Suatu hari, salah seorang profesor dari Tokyo Institute of Technology memanggilnya
kembali ke Jepang. “Dia bilang ia mau start program doktor (S-3), dan saya diminta
membantunya. Saya ditawari jadi asisten profesor di Jepang. Tapi saya tidak mau,
karena di AS saja saya telah ditawari menjadi guru besar,” ujar Ken. Akhirnya, ia pun
mengirimkan surat ke PresidenYokohama Toin University. Di sini ia diangkat menjadi
guru besar. Menurut Ken, ini sebuah kejutan mengingat sangat sulit bagi orang asing
untuk mendapat pekerjaan di Jepang dan ia hanya membutuhkan waktu 4,5 tahun dari
saat didapatkannya gelar doktor yang kedua hingga menjadi guru besar. Biasanya
dibutuhkan waktu hingga 10 tahun lebih. Berusia 42 tahun saat itu, Ken telah
menyandang dua gelar doktor dan menjadi guru besar di Jepang.
Beberapa tahun kemudian Ken mendapatkan dana US$ 15 juta untuk proyek
penelitiannya. Semua berjalan lancar hingga tahun 1999. Siapa sangka, proyeknya
disabotase orang. Menurutnya, banyak pihak yang saat itu kurang menyukai statusnya
sebagai orang asing yang memiliki kedudukan cukup penting di Yokohama Toin
University. Dalam periode 1999-2003 ia sempat mengalami depresi berat. Ia pun
mengambil cuti selama setahun dan pada tahun 2000 ia kembali ke Indonesia
(Surabaya) selama sebulan. Waktu itu ia masih memikirkan karyanya yang dihancurkan.
“Selama 2-3 bulan saya berpikir kembali. Namun, kemudian saya putuskan untuk
menghentikan minum obat, saya ingin bangkit dengan kekuatan sendiri. Caranya adalah
dengan memaafkan orang yang pernah berbuat tidak baik kepada saya,” tuturnya.
Saat pulang ke Surabaya ini ia mendapat inspirasi. Hal ini dimulai ketika ia sempat
diminta memberi ceramah di Tunjungan Plaza Convention Center. “Dalam tiga
hari berkumpul 700 orang. Saya memberikan ceramah dalam 2-3 jam, dan melupakan
sakit saya. Waktu itu saya merasa saya bisa kembali lagi. Dan akhirnya saya putuskan
ambil doktor yang ketiga. Saya percaya saya masih bisa,” ungkapnya. Gelar doktornya
yang ketiga tersebut akhirnya ia dapatkan pada tahun 2000 untuk bidang Pharmacy,
Nano tech & Smart Medicine dari Science University of Tokyo. Selanjutnya, ia meraih
gelar doktor yang keempat pada 2003 untuk bidang Education, Pedagogy &
Psychology dari Waseda University. Saat itu usianya 52 tahun.
Kemudian ia pun bergabung dengan Waseda University pada 2003. “Setelah lulus doktor
yang keempat, saya jadi profesor permanen di Waseda University,”ujarnya sambil
menerangkan, ia pernah menjadi profesor tamu pada 2002 di Waseda Universitydan
pengajar tamu di Venice International University. Bagi Ken, ia memperoleh empat
gelar doktor karena kondisi yang memaksa, bukan karena ia jenius. “Jenius itu
bagi saya hanya satu persen, 99 persennya kerja keras,” ujarnya tegas.

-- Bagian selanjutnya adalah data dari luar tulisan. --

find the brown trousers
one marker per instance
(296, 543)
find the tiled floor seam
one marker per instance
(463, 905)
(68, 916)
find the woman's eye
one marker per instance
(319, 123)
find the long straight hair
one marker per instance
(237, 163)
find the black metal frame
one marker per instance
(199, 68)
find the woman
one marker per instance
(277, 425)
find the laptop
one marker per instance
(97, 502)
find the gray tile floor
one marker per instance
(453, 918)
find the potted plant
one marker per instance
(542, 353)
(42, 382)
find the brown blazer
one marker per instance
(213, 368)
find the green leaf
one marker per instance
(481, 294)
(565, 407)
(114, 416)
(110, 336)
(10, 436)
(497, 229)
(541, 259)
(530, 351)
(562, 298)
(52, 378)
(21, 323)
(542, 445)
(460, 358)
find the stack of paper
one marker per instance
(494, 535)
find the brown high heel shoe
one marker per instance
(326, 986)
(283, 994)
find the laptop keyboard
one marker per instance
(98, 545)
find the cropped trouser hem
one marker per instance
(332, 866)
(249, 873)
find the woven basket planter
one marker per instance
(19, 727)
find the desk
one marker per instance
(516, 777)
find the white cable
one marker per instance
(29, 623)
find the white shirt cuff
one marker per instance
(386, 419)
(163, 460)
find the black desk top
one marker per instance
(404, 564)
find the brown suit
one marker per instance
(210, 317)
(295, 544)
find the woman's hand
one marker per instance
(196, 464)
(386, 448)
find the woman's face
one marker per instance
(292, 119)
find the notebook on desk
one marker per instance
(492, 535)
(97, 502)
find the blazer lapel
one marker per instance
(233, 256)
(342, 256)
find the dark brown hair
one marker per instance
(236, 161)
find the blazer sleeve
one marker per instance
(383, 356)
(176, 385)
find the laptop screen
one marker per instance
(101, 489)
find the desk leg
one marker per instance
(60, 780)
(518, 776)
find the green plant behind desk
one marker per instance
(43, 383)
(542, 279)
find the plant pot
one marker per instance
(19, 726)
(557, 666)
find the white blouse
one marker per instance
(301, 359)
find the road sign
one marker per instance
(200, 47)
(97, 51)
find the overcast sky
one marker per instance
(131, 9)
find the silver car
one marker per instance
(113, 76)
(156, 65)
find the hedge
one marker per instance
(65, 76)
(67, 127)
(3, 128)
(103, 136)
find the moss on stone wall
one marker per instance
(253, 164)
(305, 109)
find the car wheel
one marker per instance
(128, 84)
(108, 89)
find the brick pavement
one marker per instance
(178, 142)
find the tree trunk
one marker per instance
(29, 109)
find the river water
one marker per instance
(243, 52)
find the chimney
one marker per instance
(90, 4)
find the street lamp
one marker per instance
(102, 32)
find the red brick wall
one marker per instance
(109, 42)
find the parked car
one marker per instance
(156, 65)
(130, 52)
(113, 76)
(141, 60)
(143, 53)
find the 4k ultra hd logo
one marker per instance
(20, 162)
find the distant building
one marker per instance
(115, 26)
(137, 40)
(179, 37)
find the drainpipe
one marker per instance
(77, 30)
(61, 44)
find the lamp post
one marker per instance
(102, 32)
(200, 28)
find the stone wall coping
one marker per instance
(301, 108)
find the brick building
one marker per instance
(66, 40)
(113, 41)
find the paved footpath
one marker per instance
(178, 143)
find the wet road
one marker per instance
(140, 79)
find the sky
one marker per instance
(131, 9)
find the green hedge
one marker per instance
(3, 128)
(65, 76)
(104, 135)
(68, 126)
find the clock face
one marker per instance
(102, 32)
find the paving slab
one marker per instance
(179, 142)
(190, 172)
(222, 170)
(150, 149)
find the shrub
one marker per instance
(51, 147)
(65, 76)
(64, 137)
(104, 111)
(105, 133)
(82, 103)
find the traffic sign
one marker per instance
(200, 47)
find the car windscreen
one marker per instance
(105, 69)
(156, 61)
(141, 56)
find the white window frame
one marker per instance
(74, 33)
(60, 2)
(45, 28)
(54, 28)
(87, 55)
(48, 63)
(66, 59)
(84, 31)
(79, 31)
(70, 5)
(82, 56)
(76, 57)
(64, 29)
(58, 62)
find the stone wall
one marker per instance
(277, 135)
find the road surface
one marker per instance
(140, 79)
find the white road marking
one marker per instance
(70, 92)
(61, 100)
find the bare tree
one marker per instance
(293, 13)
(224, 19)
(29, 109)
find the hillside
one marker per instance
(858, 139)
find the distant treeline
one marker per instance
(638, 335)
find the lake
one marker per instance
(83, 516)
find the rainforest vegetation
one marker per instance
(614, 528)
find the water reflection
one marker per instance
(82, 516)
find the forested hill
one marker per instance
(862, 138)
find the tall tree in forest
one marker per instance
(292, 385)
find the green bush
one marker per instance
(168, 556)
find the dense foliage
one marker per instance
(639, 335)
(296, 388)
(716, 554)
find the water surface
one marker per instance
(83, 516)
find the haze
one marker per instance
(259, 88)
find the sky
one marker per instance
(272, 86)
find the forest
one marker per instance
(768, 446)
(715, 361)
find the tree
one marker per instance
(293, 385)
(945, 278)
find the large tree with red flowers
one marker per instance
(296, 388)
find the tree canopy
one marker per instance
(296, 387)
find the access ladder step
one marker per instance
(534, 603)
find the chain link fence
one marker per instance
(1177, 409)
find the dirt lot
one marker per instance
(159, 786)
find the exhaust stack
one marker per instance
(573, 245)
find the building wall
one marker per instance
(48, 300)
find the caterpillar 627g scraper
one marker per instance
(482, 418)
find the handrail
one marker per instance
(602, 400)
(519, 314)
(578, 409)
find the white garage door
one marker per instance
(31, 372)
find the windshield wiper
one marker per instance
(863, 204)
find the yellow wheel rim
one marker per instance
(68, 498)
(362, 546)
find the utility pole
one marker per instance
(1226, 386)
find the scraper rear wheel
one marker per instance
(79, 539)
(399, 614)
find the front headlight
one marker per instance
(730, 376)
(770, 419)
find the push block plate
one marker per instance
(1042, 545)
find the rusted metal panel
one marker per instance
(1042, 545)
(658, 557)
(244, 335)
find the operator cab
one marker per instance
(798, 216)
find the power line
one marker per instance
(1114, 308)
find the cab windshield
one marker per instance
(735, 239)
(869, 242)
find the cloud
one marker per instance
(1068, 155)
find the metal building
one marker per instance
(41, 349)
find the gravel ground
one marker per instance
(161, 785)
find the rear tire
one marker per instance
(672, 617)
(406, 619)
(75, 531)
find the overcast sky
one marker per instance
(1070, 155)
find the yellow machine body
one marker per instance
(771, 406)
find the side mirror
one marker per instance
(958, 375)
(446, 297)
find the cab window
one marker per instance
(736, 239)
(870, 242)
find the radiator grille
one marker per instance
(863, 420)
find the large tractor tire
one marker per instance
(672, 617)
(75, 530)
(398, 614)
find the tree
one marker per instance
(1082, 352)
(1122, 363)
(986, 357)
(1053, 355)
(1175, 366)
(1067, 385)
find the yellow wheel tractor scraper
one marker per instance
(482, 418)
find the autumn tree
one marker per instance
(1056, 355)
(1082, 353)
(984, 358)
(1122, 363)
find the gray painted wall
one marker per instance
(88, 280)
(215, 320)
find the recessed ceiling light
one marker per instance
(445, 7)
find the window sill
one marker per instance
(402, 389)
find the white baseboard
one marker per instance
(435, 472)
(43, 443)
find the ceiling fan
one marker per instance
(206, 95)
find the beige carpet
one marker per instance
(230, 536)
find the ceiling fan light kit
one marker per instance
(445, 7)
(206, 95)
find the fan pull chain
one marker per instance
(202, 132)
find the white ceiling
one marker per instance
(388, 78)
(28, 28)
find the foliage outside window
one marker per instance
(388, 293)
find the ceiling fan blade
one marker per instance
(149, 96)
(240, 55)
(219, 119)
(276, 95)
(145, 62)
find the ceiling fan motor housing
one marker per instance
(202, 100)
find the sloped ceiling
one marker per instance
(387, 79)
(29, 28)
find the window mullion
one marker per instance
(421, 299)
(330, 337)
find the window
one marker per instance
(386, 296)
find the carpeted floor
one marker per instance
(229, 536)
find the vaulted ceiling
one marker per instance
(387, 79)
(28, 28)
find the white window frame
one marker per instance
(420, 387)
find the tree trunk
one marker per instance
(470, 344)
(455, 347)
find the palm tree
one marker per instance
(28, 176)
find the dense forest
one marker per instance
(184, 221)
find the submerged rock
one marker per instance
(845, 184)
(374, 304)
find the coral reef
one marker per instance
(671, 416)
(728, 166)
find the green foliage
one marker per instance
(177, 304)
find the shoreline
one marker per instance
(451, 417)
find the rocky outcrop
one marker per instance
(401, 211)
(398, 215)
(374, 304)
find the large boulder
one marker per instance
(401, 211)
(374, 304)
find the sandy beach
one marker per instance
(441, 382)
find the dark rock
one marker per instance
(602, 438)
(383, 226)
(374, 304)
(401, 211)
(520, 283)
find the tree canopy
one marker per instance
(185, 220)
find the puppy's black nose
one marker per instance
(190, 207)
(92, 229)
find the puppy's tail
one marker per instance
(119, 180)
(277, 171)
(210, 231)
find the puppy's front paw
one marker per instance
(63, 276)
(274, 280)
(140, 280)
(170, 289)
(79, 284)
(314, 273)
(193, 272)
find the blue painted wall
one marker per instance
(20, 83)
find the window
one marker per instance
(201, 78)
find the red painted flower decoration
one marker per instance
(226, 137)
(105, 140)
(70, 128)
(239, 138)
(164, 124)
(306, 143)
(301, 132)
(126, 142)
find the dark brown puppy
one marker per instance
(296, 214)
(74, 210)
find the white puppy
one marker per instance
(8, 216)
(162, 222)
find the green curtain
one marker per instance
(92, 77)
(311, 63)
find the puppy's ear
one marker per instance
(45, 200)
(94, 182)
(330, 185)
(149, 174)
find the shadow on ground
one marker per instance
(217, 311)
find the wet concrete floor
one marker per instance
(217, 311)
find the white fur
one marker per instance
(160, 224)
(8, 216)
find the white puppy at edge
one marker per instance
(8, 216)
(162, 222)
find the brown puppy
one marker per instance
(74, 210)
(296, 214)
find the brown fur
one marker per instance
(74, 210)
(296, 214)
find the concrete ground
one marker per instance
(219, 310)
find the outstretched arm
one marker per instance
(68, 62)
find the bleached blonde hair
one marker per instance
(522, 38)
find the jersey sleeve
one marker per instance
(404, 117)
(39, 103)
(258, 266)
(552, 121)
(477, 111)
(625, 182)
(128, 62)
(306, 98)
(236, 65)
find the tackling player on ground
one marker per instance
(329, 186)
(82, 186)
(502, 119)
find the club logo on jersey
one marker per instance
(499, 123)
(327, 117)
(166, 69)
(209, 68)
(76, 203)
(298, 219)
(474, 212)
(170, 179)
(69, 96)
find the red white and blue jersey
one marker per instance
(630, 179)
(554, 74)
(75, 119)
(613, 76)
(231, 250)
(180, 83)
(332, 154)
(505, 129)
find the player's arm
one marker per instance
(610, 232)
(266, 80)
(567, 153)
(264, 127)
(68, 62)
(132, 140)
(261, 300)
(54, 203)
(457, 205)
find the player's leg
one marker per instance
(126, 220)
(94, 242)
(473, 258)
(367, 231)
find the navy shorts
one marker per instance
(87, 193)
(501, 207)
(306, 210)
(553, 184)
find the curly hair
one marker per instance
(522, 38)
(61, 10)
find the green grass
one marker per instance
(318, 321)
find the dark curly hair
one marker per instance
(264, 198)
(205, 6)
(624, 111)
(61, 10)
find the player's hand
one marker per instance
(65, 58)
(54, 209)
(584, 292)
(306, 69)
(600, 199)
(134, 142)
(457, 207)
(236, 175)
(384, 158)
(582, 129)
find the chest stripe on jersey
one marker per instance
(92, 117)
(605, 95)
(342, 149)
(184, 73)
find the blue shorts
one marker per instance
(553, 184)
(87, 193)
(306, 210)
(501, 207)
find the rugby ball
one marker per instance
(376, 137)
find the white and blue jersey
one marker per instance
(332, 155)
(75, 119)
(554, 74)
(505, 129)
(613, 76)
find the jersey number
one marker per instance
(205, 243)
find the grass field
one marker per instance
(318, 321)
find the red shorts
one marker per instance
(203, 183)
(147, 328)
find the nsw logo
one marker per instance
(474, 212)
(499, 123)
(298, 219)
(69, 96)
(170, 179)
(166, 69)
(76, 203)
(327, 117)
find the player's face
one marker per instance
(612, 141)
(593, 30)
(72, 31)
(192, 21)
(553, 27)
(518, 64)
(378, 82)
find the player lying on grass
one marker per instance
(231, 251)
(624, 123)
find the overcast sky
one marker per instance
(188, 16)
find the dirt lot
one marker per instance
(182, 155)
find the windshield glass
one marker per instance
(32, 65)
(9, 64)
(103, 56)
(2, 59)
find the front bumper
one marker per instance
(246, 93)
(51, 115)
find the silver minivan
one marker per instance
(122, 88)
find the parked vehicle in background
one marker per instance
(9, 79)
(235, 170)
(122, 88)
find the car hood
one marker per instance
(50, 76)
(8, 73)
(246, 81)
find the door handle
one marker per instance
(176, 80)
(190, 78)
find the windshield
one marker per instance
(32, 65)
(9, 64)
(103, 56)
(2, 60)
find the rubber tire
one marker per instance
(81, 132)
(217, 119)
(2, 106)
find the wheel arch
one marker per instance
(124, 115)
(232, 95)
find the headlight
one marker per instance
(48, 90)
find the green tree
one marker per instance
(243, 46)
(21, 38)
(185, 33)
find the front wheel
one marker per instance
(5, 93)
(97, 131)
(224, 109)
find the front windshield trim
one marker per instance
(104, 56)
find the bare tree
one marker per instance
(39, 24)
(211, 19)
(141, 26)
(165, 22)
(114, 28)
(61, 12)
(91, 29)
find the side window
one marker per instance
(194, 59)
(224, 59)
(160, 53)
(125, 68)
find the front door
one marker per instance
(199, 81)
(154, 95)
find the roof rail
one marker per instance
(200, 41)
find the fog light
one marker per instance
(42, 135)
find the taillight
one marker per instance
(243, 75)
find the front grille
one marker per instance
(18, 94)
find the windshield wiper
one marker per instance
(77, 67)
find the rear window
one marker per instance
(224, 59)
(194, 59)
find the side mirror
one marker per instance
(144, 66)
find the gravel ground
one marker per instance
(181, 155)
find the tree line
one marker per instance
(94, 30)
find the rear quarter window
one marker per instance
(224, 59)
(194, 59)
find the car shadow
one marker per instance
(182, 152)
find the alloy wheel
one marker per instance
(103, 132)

Dengan kecemerlangan akademisnya, mestinya kekayaan bukan lagi utopia bagi


Ken. “Kalau mau sukses, saya tinggal ikut Mochtar Riady waktu itu. Tapi, bagi saya,
mengabdi kepada masyarakat itu bisa berbeda, bukan uang melulu. Saya merasa
pilihan saya benar. Saya sekarang merasa lebih bangga,” ujar pria yang terkenal
dengan cara mengajarnya yang disebut para muridnya sebagai Soetanto Mesoda
(Soetanto Method). Soetanto dalam menjalankan proses pendidikan di Jepang tidak
hanya berteori. Namun, ia berusaha benar-benar menggali kepintaran setiap peserta
didik. Metode Soetanto mengajar di Jepang sempat dikenal sebagai ”metode Soetanto”
atau ”efek Soetanto”. Suatu pengajaran yang menyentuh hati setiap peserta didik dan
mengumandangkan motivasi serta pemahaman tujuan yang ingin diraih. ” Manusia
yang sebelumnya bodoh atau tak memiliki semangat belajar sama sekali harus didaur
ulang supaya memiliki motivasi belajar dan bermanfaat bagi sesamanya,” ujarnya.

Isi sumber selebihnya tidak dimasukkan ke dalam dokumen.